Avant même que le rideau se lève, je suis bien intriguée de voir les violoncelles et les contrebasses à gauche de l’orchestre. Si tu sais lecteur, tu peux commenter pour m’éclairer un peu.
La musique commence… et le rideau se lève. Et là, commence le tourbillon. Je me suis envolée. Les larmes au bord des yeux j’ai respiré au rythme de Violetta et d’Alfredo.

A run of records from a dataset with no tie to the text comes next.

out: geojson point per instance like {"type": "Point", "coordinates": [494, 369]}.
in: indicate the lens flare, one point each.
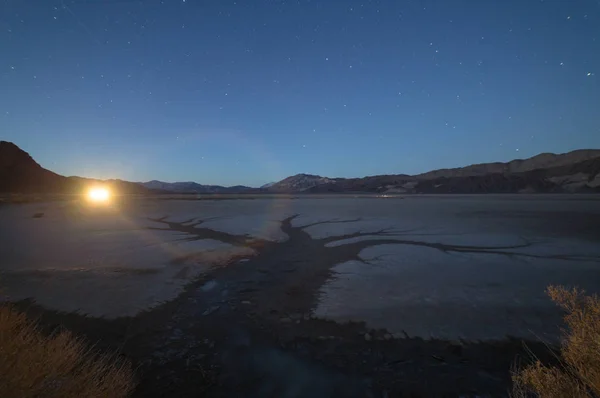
{"type": "Point", "coordinates": [99, 195]}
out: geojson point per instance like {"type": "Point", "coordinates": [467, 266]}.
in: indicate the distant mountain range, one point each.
{"type": "Point", "coordinates": [576, 171]}
{"type": "Point", "coordinates": [193, 187]}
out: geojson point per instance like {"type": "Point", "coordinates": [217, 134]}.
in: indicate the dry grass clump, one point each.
{"type": "Point", "coordinates": [35, 365]}
{"type": "Point", "coordinates": [578, 372]}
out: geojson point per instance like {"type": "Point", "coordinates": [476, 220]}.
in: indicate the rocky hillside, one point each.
{"type": "Point", "coordinates": [19, 173]}
{"type": "Point", "coordinates": [541, 161]}
{"type": "Point", "coordinates": [576, 171]}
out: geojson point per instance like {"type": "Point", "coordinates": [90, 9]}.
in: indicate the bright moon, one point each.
{"type": "Point", "coordinates": [98, 194]}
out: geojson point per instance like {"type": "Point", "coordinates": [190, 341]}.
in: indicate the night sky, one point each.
{"type": "Point", "coordinates": [252, 91]}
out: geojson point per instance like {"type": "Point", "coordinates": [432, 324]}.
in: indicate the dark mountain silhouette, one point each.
{"type": "Point", "coordinates": [576, 171]}
{"type": "Point", "coordinates": [19, 173]}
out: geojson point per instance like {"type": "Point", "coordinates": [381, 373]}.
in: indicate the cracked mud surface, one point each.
{"type": "Point", "coordinates": [247, 327]}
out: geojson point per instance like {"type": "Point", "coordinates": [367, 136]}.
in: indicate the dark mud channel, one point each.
{"type": "Point", "coordinates": [245, 329]}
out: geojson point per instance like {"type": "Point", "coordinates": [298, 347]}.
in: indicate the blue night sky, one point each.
{"type": "Point", "coordinates": [252, 91]}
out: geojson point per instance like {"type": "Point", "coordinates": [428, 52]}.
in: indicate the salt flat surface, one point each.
{"type": "Point", "coordinates": [109, 263]}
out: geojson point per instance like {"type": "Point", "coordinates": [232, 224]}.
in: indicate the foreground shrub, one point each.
{"type": "Point", "coordinates": [35, 365]}
{"type": "Point", "coordinates": [578, 372]}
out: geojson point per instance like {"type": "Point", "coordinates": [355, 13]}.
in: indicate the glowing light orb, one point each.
{"type": "Point", "coordinates": [98, 195]}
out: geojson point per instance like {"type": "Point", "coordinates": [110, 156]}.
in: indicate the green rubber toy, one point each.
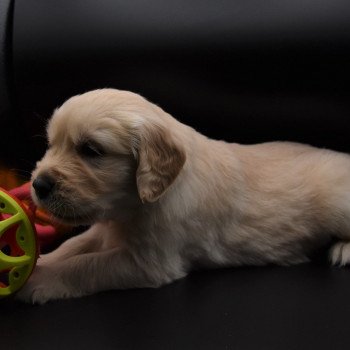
{"type": "Point", "coordinates": [18, 244]}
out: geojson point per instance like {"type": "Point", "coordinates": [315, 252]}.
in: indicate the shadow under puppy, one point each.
{"type": "Point", "coordinates": [162, 198]}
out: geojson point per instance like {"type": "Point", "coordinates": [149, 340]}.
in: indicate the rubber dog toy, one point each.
{"type": "Point", "coordinates": [23, 230]}
{"type": "Point", "coordinates": [18, 244]}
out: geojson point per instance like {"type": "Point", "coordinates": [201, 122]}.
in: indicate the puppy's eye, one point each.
{"type": "Point", "coordinates": [90, 150]}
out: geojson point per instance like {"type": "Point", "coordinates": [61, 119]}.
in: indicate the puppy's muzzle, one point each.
{"type": "Point", "coordinates": [43, 186]}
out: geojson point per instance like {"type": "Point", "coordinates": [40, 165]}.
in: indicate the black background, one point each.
{"type": "Point", "coordinates": [240, 70]}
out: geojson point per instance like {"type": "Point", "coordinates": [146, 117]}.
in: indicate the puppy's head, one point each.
{"type": "Point", "coordinates": [108, 152]}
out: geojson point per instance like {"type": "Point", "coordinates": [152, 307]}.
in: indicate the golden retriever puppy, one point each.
{"type": "Point", "coordinates": [162, 198]}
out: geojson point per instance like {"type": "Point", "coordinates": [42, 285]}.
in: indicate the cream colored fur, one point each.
{"type": "Point", "coordinates": [162, 199]}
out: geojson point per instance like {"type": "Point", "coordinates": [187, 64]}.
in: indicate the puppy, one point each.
{"type": "Point", "coordinates": [160, 199]}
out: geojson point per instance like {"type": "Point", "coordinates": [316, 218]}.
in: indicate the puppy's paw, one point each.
{"type": "Point", "coordinates": [45, 284]}
{"type": "Point", "coordinates": [340, 254]}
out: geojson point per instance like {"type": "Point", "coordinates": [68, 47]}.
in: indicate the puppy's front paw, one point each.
{"type": "Point", "coordinates": [44, 284]}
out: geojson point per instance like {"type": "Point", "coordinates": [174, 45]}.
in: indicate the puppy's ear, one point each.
{"type": "Point", "coordinates": [160, 160]}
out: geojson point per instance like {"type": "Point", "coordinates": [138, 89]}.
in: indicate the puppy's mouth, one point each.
{"type": "Point", "coordinates": [64, 212]}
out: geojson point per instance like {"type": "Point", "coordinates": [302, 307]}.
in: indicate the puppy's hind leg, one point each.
{"type": "Point", "coordinates": [340, 253]}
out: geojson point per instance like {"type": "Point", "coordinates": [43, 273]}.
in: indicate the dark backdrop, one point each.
{"type": "Point", "coordinates": [243, 71]}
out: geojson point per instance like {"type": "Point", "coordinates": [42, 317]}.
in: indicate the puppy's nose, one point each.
{"type": "Point", "coordinates": [43, 186]}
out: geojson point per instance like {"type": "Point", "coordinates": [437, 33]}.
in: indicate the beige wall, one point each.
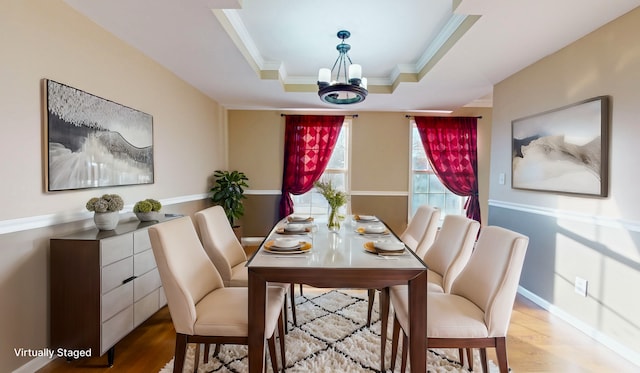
{"type": "Point", "coordinates": [47, 39]}
{"type": "Point", "coordinates": [379, 163]}
{"type": "Point", "coordinates": [592, 238]}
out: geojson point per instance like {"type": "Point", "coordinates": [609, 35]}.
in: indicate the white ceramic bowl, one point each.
{"type": "Point", "coordinates": [294, 227]}
{"type": "Point", "coordinates": [285, 242]}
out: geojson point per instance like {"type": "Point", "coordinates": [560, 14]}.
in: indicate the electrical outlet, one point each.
{"type": "Point", "coordinates": [580, 286]}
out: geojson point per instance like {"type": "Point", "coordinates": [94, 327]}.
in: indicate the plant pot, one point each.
{"type": "Point", "coordinates": [106, 221]}
{"type": "Point", "coordinates": [148, 216]}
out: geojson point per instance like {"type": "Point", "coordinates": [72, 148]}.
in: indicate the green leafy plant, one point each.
{"type": "Point", "coordinates": [228, 192]}
{"type": "Point", "coordinates": [106, 203]}
{"type": "Point", "coordinates": [334, 197]}
{"type": "Point", "coordinates": [147, 205]}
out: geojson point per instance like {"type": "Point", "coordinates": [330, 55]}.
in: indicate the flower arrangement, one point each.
{"type": "Point", "coordinates": [335, 198]}
{"type": "Point", "coordinates": [106, 203]}
{"type": "Point", "coordinates": [147, 205]}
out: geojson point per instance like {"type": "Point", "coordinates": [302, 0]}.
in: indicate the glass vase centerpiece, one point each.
{"type": "Point", "coordinates": [105, 209]}
{"type": "Point", "coordinates": [336, 199]}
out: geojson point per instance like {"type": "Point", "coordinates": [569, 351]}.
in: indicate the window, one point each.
{"type": "Point", "coordinates": [313, 203]}
{"type": "Point", "coordinates": [425, 187]}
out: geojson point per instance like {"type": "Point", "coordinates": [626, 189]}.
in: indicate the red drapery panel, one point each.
{"type": "Point", "coordinates": [452, 151]}
{"type": "Point", "coordinates": [308, 143]}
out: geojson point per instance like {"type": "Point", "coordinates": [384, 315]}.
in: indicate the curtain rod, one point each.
{"type": "Point", "coordinates": [412, 116]}
{"type": "Point", "coordinates": [348, 115]}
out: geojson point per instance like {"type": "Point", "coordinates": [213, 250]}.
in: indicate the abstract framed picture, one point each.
{"type": "Point", "coordinates": [91, 142]}
{"type": "Point", "coordinates": [564, 150]}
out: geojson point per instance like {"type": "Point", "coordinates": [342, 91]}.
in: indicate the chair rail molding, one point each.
{"type": "Point", "coordinates": [604, 221]}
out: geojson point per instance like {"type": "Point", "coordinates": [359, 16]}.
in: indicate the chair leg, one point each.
{"type": "Point", "coordinates": [196, 358]}
{"type": "Point", "coordinates": [293, 303]}
{"type": "Point", "coordinates": [207, 349]}
{"type": "Point", "coordinates": [405, 352]}
{"type": "Point", "coordinates": [180, 352]}
{"type": "Point", "coordinates": [384, 321]}
{"type": "Point", "coordinates": [281, 333]}
{"type": "Point", "coordinates": [372, 297]}
{"type": "Point", "coordinates": [395, 343]}
{"type": "Point", "coordinates": [272, 352]}
{"type": "Point", "coordinates": [501, 354]}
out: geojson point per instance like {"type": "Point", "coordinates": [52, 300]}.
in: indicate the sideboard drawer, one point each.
{"type": "Point", "coordinates": [145, 307]}
{"type": "Point", "coordinates": [116, 248]}
{"type": "Point", "coordinates": [116, 328]}
{"type": "Point", "coordinates": [145, 284]}
{"type": "Point", "coordinates": [143, 262]}
{"type": "Point", "coordinates": [116, 300]}
{"type": "Point", "coordinates": [141, 240]}
{"type": "Point", "coordinates": [114, 274]}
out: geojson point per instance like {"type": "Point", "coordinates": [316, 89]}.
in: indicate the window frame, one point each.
{"type": "Point", "coordinates": [413, 131]}
{"type": "Point", "coordinates": [322, 206]}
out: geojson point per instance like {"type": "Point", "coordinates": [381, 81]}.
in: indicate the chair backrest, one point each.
{"type": "Point", "coordinates": [186, 272]}
{"type": "Point", "coordinates": [490, 278]}
{"type": "Point", "coordinates": [219, 241]}
{"type": "Point", "coordinates": [421, 230]}
{"type": "Point", "coordinates": [452, 248]}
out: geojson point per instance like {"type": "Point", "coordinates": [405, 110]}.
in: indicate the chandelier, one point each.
{"type": "Point", "coordinates": [348, 87]}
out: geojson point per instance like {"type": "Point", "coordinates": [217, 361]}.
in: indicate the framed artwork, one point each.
{"type": "Point", "coordinates": [564, 150]}
{"type": "Point", "coordinates": [91, 142]}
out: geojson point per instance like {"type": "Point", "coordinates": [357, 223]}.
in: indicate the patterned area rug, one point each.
{"type": "Point", "coordinates": [331, 336]}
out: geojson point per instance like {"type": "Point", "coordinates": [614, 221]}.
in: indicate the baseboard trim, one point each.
{"type": "Point", "coordinates": [34, 365]}
{"type": "Point", "coordinates": [599, 337]}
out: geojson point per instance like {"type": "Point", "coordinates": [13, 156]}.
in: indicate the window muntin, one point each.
{"type": "Point", "coordinates": [426, 188]}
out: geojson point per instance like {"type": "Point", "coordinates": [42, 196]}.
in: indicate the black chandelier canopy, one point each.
{"type": "Point", "coordinates": [348, 87]}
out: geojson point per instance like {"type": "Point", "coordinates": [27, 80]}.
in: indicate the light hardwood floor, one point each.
{"type": "Point", "coordinates": [537, 342]}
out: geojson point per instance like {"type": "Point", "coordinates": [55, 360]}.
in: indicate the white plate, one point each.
{"type": "Point", "coordinates": [389, 245]}
{"type": "Point", "coordinates": [367, 218]}
{"type": "Point", "coordinates": [375, 229]}
{"type": "Point", "coordinates": [286, 243]}
{"type": "Point", "coordinates": [294, 227]}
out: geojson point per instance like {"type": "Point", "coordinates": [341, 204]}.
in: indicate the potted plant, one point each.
{"type": "Point", "coordinates": [147, 210]}
{"type": "Point", "coordinates": [105, 209]}
{"type": "Point", "coordinates": [228, 192]}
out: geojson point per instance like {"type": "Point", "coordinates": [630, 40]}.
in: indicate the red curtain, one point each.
{"type": "Point", "coordinates": [308, 143]}
{"type": "Point", "coordinates": [452, 151]}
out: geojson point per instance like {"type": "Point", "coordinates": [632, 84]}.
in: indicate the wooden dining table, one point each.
{"type": "Point", "coordinates": [337, 260]}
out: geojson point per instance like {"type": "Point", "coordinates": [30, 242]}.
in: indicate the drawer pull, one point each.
{"type": "Point", "coordinates": [129, 279]}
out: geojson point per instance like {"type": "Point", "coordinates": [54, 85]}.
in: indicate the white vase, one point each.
{"type": "Point", "coordinates": [106, 221]}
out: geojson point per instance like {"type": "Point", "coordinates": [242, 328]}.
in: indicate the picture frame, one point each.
{"type": "Point", "coordinates": [564, 150]}
{"type": "Point", "coordinates": [92, 142]}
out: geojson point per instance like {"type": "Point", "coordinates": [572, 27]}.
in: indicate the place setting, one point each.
{"type": "Point", "coordinates": [385, 248]}
{"type": "Point", "coordinates": [287, 246]}
{"type": "Point", "coordinates": [294, 229]}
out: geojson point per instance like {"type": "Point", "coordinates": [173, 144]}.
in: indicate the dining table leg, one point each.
{"type": "Point", "coordinates": [384, 320]}
{"type": "Point", "coordinates": [418, 323]}
{"type": "Point", "coordinates": [257, 305]}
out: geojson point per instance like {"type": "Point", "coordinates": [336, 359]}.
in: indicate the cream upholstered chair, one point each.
{"type": "Point", "coordinates": [450, 251]}
{"type": "Point", "coordinates": [445, 258]}
{"type": "Point", "coordinates": [202, 309]}
{"type": "Point", "coordinates": [477, 311]}
{"type": "Point", "coordinates": [227, 253]}
{"type": "Point", "coordinates": [422, 229]}
{"type": "Point", "coordinates": [418, 236]}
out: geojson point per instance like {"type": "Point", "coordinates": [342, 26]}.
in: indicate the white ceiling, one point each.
{"type": "Point", "coordinates": [224, 47]}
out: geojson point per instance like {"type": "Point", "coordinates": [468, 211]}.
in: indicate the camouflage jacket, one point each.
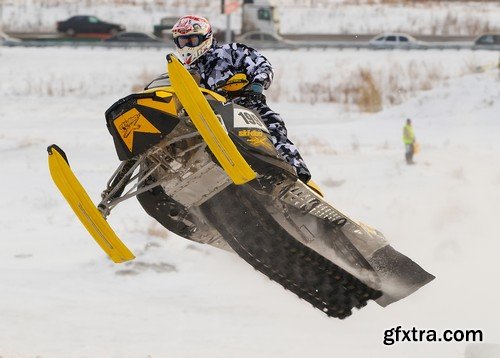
{"type": "Point", "coordinates": [221, 62]}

L’histoire, c’est celle de la Dame aux camélias: Alfredo tombe amoureux d’une courtisane en vue, Violetta, qui abandonne de suite sa situation pour partir vivre près de lui à la campagne. Le père d’Alfredo soucieux de la réputation de sa famille demande à Violetta de quitter Alfredo pour son bien… Ce qu’elle fait par amour. Apprenant que Violetta atteinte de la tuberculose n’y survivra pas, le père d’Alfredo averti son fils de la supercherie, qu’il puisse accompagner sa belle pour ses derniers instants.

J’ai tremblé. Mon cœur s’est déchiré au cri d’amour de Violetta. J’aimerais te détailler l’œuvre en détails, te dire que tu en connais la moitié par cœur (merci les pubs Procter & Gamble), te raconter comment au début de l’acte 3 tu pourrais espérer que tout recommence quand tu reconnaîtras les notes du début de l’acte 1… mais ce qu’il faut que tu saches c’est que j’ai été prise de frisson, et que la chair de poule ça fait un peu mal sous un slim quand tu as la peau fragile.

La Traviata, mise en scène Benoit Jacquot jusqu’au 12 octobre.